LTE搭載屋外向けクラウド録画カメラにエッジAI実装 人物を検出/カウント:製品動向
セーフィーは電源のみで設置可能なLTE搭載の屋外向けクラウド録画カメラに、人物検出/人数カウント機能を備えた新モデルを追加する。建設現場全体の進捗管理や稼働人数の最適化、公共空間の交通量調査などに活用できる。
セーフィーは2024年2月13日、電源のみで設置可能なLTE搭載の屋外クラウド録画カメラ「Safie GO(セーフィー ゴー)」シリーズに、人物検出/人数カウント機能を備えた新モデル「Safie GO PTZ(セーフィー ゴー ピーティーゼット)AI」を追加すると発表した。ピンポイントの撮影とエッジAIにより、屋外の現場状況を可視化、定量化する。2024年3月上旬の提供開始を予定している。
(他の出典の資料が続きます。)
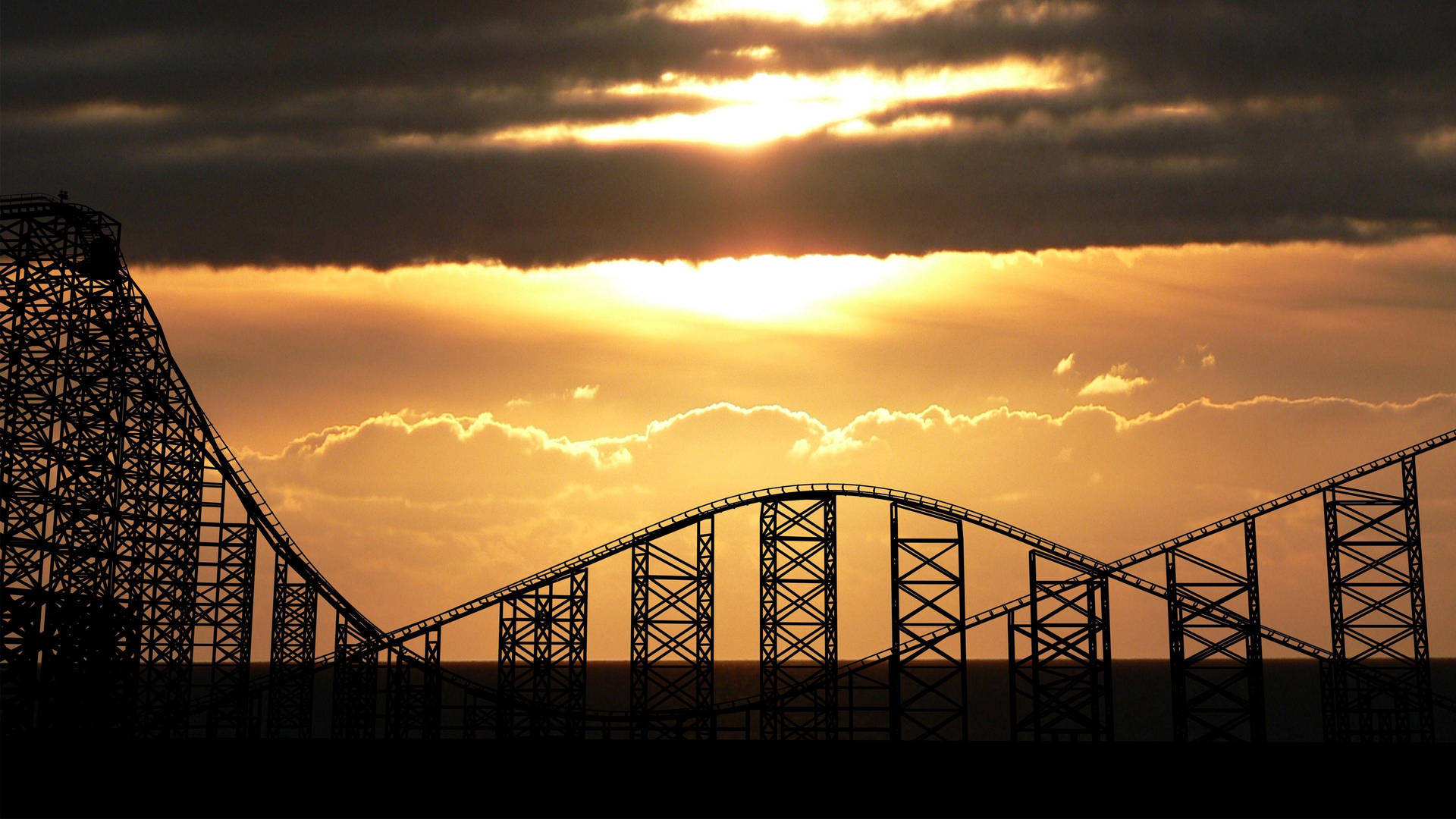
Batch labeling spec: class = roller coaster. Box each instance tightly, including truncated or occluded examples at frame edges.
[0,194,1456,742]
i-PROと共同開発した特別仕様、AI搭載で機能強化
Safie GO PTZシリーズは、確認したい場所をパンチルトズーム(PTZ)機能でピンポイントに撮影して、クラウドに保存できる防犯/監視カメラ。敷地面積が広く隅々まで目を配る必要のある大規模な現場でも、遠隔から工程表に合わせた撮影画角の変更や、数十メートル先の状況をフォーカスして把握することなどが可能だ。
新モデルのSafie GO PTZ AIは、セーフィー特別仕様のカメラとして、i-PRO(アイプロ)と共同開発した。エッジAIを新たに備え、「人物検知」や「AI-App(アイアップ)人数カウント」による立ち入りの検知、また、通過人数や立ち入り人数のカウントもできる。
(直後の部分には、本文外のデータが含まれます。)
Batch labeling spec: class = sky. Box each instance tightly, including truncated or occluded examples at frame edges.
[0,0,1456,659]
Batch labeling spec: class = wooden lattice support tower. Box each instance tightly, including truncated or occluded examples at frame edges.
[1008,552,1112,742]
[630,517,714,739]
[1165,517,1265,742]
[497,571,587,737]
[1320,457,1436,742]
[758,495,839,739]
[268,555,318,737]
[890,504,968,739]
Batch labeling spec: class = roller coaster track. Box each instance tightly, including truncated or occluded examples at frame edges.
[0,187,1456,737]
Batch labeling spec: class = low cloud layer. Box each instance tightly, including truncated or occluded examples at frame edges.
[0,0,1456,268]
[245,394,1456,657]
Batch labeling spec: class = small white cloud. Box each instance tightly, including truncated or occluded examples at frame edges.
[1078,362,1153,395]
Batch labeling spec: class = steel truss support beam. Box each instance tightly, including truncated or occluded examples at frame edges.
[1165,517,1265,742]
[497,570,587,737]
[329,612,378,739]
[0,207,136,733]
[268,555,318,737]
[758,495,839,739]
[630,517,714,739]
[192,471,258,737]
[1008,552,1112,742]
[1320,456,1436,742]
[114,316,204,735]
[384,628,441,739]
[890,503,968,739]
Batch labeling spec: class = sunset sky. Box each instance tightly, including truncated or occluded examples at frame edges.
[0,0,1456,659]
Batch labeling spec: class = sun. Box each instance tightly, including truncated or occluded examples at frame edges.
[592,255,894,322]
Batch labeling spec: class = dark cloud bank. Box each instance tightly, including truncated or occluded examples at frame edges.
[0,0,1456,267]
実証で有効性を確認、建設現場や公共空間での交通量調査などで活用できる
使用場面としては、建設現場全体の監視の他、駅前などの公共空間での交通量調査、店舗前通路での歩行者の動向把握などを想定している。新モデルを活用することで、建設現場では特定エリアに人物が侵入したことを検知して、資材の盗難防止や安全管理に役立てられる。公共空間ではカメラ映像内の往来人数を計測することで、対象エリアの人の流れを定量的に把握し、イベント企画やまちづくりの検討などで活用できる。
新製品の提供に先立ち、清水建設、久米設計と連携し、建設現場とにぎわい創出イベントで、Safie GO PTZ AIの効果を検証する実証実験を行った。
清水建設の東京外環自動車道「京葉ジャンクションGランプ工事」では、2023年9月26日〜10月13日にかけて、現場作業員の対象エリア内での稼働状況をカメラ映像から定量的に計測することで、現場作業の進捗と効率性を把握した。Safie GO PTZ AIの通過人数カウント機能や立ち入りカウント機能を活用することで、現場内の各対象エリアでの作業員の稼働状況を把握し、より正確な傾向値を得ることができたという。
また、久米設計による公共空間利活用の社会実験「ゴタンダデシタンダ!!」(にぎわい創出イベント)においては、Safie GO PTZ AIの立ち入りカウント機能により、これまで目視で確認していた来場者の動向を長期間にわたり定量化し、「にぎわい」創出の効果を数値で把握できた。
セーフィーとi-PROは2022年12月、共同開発第1弾としてSafie GO PTZ Plusの提供を開始した。今回発表したモデルはこれに続く第2弾となる。両社は今後も、ユーザーのさらなるニーズに応えられる屋外対応カメラを提供する考えだ。